Layar-layar Kumendung

Layar-layar Kumendung
Ombak umbul ring segara
Segarane tuan agung
Temenggung nunggang kereta

Lilira-lilira kantun
Hang kantun liliro ugo
Ya sapanen dayoh rika
Mbok sungrupo milu tama

Lilira-lilira gileh
Sabuk cinde ring gurise
Kakang-kakang ngelilira

Terjemahan bebasnya:
Layar-layar Terbentang

Layar-layar terbentang
Ombak pasang di lautan
Lautan tuan agung
Tumenggung naik kereta

Bangun, bangunlah kalian yang tidur
Yang tidur cepatlah bangun
Temuilah tamumu
Kakak sungrupo(?) ikut cengkrama

Bangun, bangunlah segera
Sabukan kain di pinggang
Saudara-saudara bangunlah
Sawah kekayaan tak ternilai

Seblang merupakan sebuah upacara ritual yang merefleksikan kehidupan yang dinafasi oleh gelora ombak lautan dan desir angin persawahan. Sebagaimana seni rakyat yang lain, Seblang pertama-tama terbentuk dari interaksi material antara manusia dan alam serta hubungan antara manusia dengan manusia lainnya dalam sebuah aktifitas produksi. Dan di atas landasan hubungan material tersebut kemudian terbentuk bangunan estetis dan spiritual yang mempunyai makna komunal.

John Scholte dalam Gandroeng van Banjoewangi menggambarkan ekspresi yang khas dalam Gandrung dengan membandingkannya dengan ekspresi kesenian mataraman: “Harus diperhatikan bahwa penari-penari Legong (Bali) dan Gandrung atau penari-penari rakyat bukanlah pembawa cap dari etiket kekratonan yang berciri mengekang dan menghaluskan segala ekspresi vital . . .” John Scholte menamakan gelora dan kesahajaan dalam ekspresi seni Belambangan sebagai kedinamisan estetis.
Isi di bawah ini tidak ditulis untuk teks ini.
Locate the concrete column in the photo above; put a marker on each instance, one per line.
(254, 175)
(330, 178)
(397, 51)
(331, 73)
Gelora laut dan kesahajaan persawahan yang menafasi seni Gandrung dan Seblang ini kemudian mengalami penafsiran ulang dan mendapatkan aktualitasnya dalam syair-syair lagu yang digubah oleh Endro Wilis. Kedinamisan estetis yang terlahir sebagai kegembiraan erotik dalam Gandrung dan keritmisan ritual dalam Seblang mengalami perwujudannya kembali dalam syair-syair Endro Wilis yang sarat dengan kegetiran modernitas. Pada akhirnya perubahan dan pencapaian tekhnologi produksi mengakibatkan juga perubahan dalam hubungan antar manusia (struktur sosial) dan relasi antara manusia dengan alam, yang diikuti pula dengan perubahan fungsi seni dalam masyarakat. Oleh karenanya pada masa kini syair-syair Seblang dan Gandrung “gagal” berhubungan dengan realitas aktual, tapi tidak demikian dengan syair-syair gubahan Endro Wilis yang lugas dan simbolik. Jika syair-syair Seblang mencerminkan suatu keselarasan antara alam dan manusia, serta manusia dan manusia sebagai hal aktual, dalam Gandrung, keselarasan merupakan suatu hal yang hilang dan menjadi romantik. Sedangkan dalam syair-syair Endro Wilis keselarasan itu tak lagi menjadi sesuatu yang romantik, namun hilangnya keselarasan itu adalah hal yang dialami bersama segala akibat yang ditimbulkannya. Pahitnya kehidupan masa kini, yang terutama menimpa rakyat jelata, tercermin dengan jelas dalam syair-syair Endro Wilis, sebagai contoh simak syair lagu berikut:

Segara

Segara ya tantangan
Segara panguripan
Segara dadi sawahe buruh nelayan
. . .

Mula sing bisa pisah
Bengi lan ya raina
Iku dudu ukuran
ngandrung laut paribasan anak nong gendongan
. . .

Alune kembang ombak
Kudang ombake ati
Hasile megawe ngetoq tenaga
Nublek nong tangane juragan

Terjemahan bebasnya:
Laut

Laut adalah tantangan
Laut adalah penghidupan
Laut jadi sawah bagi buruh nelayan
. . .

Betapa tak terpisahkan
Malam maupun siang
Itu bukan bandingan
Nggandrung laut ibarat anak dalam buaian
. . .

Ayun bunga ombak
Lipur ombaknya hati
Hasil kerja peras tenaga
Tumpah di tangan majikan

Perbenturan antara kegembiraan dan ketertindasan dalam aktivitas produksi dalam kehidupan modern tergambar secara lugas dalam syair Segara. Kegembiraan infantil ketika menceburi alam yang diibaratkan dalam syair sebagai “anak dalam buaian” merupakan manifestasi kegembiraan yang “mewarisi” syair Empiq-empiq dalam Seblang yang mengungkapkan kegembiraan anak-anak memancang baling-baling bambu. Seperti syair-syair dalam Seblang, dalam syair-syair yang digubah oleh Endro Wilis tidak ada suatu sikap yang bermusuhan dengan alam. Kesengsaraan manusia tidak disebabkan oleh alam, tapi oleh perilaku manusia. Bangunan sistem produksi modern yang berlandas pada suatu penguasaan atas alat-alat produksi dan kapital telah melahirkan kelompok besar masyarakat yang tertindas. Selain Segara, syair yang mengartikulasikan suara masyarakat yang tertindas dapat ditemukan dalam beberapa syair seperti Nelayan Jaring Kambang, Paman Tani, atau Wong Dodol Gedeg.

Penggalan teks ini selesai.